Renato herdou de Roger Machado um Grêmio que tinha vocação para trocar passes e se movimentar em espaços curtos, mas atualizou e burilou de forma espetacular o trabalho de seu antecessor. A atual formação dos gaúchos consegue prescindir de laterais marcadores ou de volantes brucutus. Contra o Santos, os gaúchos tinham Maicon, Arthur, Ramiro, Luan e Éverton atrás do centroavante André. Muito talento para os padrões nacionais, e o reflexo disso foi um primeiro tempo com 67% de posse de bola. Ver o Grêmio jogar é um deleite para quem está acostumado com jogo reativo e as parcas ideias que pululam há anos em âmbito nacional.
Mas o Grêmio também é um retrato de um período mais curto do que o Campeonato Brasileiro. É um time que funciona agora, em maio, e que pode reagir de diferentes maneiras a fatores externos como calendário apertado e a janela de transferências. Todo esse modelo encantador, por exemplo, pode ruir se o Barcelona quiser que Arthur migre para a Catalunha no meio do ano ou se Luan encontrar mercado no exterior.
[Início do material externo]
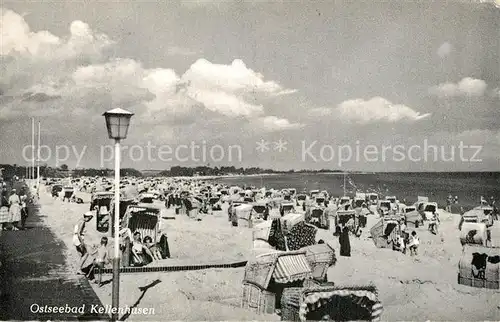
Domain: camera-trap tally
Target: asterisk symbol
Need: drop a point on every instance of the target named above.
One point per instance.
(280, 146)
(262, 146)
Esse é, ao mesmo tempo, um dos fatores positivos e um dos problemas do Campeonato Brasileiro. A imprevisibilidade do principal torneio nacional está diretamente ligada à imprevisibilidade dos próprios times. Há poucos exemplos no país de trabalhos que independam de nomes ou de características dos atletas. Um dos segredos do sucesso recente do Corinthians é exatamente a capacidade de subverter isso – o time tem uma estrutura estável e repete o modelo a despeito do que acontece fora de campo.
Do jeito que o cenário está posto, o Campeonato Brasileiro acaba sendo um torneio de recortes. Em 2018, por exemplo, a lista de fatores externos ainda conta com um calendário extremamente apertado e uma parada longa em função da Copa do Mundo. É justo que o futebol nacional pare no período em que for disputada a competição na Rússia, mas não adianta interromper a atividade nesse período e simplesmente concentrar no restante da temporada uma quantidade igual de jogos.
O Corinthians foi o campeão nacional de 2017 porque conseguiu aproveitar um período de calendário favorável e construiu no início do Brasileiro uma distância confortável para administrar no restante da temporada. A narrativa do título passou por um início forte e por um restante de temporada em que as deficiências de elenco do time paulista ficaram evidentes.
O Palmeiras campeão brasileiro de 2016 também passou por uma eliminação traumática na Copa Libertadores e por um calendário que ajudou na consolidação de um time que acabou a temporada com amplo domínio de seus rivais.
Mesmo o Corinthians de Tite, que encantou muita gente para ficar com a taça do Brasileiro em 2015, não foi um time que jogou durante toda a temporada um futebol condizente com a imagem que resultou daquela campanha. Os dirigentes locais são especialmente avessos a qualquer sinal de estabilidade ou convicção – a não ser que essa estabilidade seja a deles.
Esse futebol de recortes impossibilita análises mais profundas sobre a construção de times no Brasil e também serve de argumento para imediatismo. E é exatamente por isso que existe um perigo tão grande em narrativas como a da invasão de um treino do Vasco na última semana. O time carioca tinha acabado de sofrer uma goleada em jogo contra o Cruzeiro pela Libertadores, teve uma tarde de absoluto terror em São Januário e goleou o América-MG na partida seguinte. Existe um risco natural de que uma parcela do público associe uma coisa a outra.
A inconsistência de trabalho no futebol brasileiro não é um problema apenas para ideias e gestores. Em certo nível, também é essa imprevisibilidade um dos sustentáculos de uma espiral de violência e de discurso de ódio.